El presidente Alberto Fernández se enfrenta quizás a su día más difícil desde que asumió el pasado 10 de diciembre. Hoy será el anuncio de la extensión de la cuarentena en un Área Metropolitana de Buenos Aires cada vez más sumida en la crisis epidemiológica. El mandatario apuesta al federalismo y pidió respaldo de los gobernadores.
Pese a estar en el pico de contagios, el Gran Buenos Aires no dará marcha atrás y flexibilizarán actividades en la Capital Federal y el Conurbano bonaerense. La decisión de Fernández fue tomada incluso antes de los duros datos que reportó el Ministerio de Salud.

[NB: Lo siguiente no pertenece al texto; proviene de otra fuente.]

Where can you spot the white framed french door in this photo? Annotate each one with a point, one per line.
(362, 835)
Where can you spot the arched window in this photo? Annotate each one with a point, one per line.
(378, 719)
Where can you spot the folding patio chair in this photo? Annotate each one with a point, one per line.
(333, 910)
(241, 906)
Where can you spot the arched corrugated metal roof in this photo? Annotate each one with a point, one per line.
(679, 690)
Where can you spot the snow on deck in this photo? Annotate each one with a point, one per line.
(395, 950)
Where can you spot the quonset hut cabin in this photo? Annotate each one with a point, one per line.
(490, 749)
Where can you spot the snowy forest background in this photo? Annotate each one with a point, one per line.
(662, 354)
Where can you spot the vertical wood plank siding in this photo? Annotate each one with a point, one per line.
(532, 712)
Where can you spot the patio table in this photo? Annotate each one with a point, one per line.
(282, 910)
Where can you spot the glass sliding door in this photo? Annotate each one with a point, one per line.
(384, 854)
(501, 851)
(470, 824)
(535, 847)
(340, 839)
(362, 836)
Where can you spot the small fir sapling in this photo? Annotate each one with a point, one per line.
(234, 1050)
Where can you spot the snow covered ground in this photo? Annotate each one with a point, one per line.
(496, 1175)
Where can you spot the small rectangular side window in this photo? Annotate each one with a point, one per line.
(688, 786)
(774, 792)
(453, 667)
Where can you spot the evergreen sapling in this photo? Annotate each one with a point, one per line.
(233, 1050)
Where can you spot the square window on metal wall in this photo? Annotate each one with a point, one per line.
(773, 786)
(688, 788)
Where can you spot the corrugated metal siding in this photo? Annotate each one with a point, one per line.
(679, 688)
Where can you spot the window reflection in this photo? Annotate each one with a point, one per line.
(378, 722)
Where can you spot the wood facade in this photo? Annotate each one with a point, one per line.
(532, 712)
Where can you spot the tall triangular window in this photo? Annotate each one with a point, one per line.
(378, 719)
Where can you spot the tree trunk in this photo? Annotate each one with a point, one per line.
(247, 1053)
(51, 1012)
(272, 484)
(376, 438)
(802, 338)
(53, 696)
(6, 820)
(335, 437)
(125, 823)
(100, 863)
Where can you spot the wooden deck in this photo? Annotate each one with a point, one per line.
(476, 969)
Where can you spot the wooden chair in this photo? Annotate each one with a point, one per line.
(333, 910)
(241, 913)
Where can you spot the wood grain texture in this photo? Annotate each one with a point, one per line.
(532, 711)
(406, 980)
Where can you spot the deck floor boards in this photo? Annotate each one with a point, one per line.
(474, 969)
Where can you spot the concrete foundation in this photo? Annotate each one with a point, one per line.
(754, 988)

El anuncio será este mediodía, aunque la puntualidad no es uno de los dotes de Fernández, junto a el jefe de Gobierno porteño, Horacio Rodríguez Larreta, y el gobernador bonaerense, Axel Kicillof. El jefe de Estado invitó además a gobernadores del interior del país para que acompañen el mensaje.
Uno de los invitados fue Jorge Capitanich, gobernador de Chaco, donde se vive otra de las crisis del coronavirus a nivel nacional. Otra invitada de honor del Presidente será Arabela Carreras, gobernadora de Río Negro, así como el radical Gerardo Morales, mandatario de Jujuy.
Fernández sabe que el humor social no es el mismo que el del 20 de marzo, cuando juntó a todos los gobernadores para anunciar que la Argentina entraría en cuarentena social. Es por ello que no puede mantener el aislamiento estricto en el Gran Buenos Aires, Chaco, Río Negro y Neuquén.
Además, el mandatario se enfrenta a los embates de propios y ajenos. Más allá de los constantes ataques de la oposición más dura, en su mayoría funcionarios del gobierno anterior, Fernández dejó el papel del Capitán Beto y se enfrenta al ultrakirchnerismo, con críticas internas por su incipiente gestión y su tono “alfonsinista”.
Aún se desconoce cómo será el anuncio de la cuarentena. Si bien se anunció que sería grabado cerca de las once de la mañana y se transmitiría al mediodía, luego trascendió que será en vivo. Pero todo podría volver a cambiar cuando Kicillof y Rodríguez Larreta se encuentren con el Presidente.
Está claro que la cuarentena dura no tuvo el efecto esperado y tampoco podrá mantenerse frente a un país golpeado por la crisis económica, que arrastraba tras el desastre financiero del Macrismo, y el cierre de miles de locales por el aislamiento.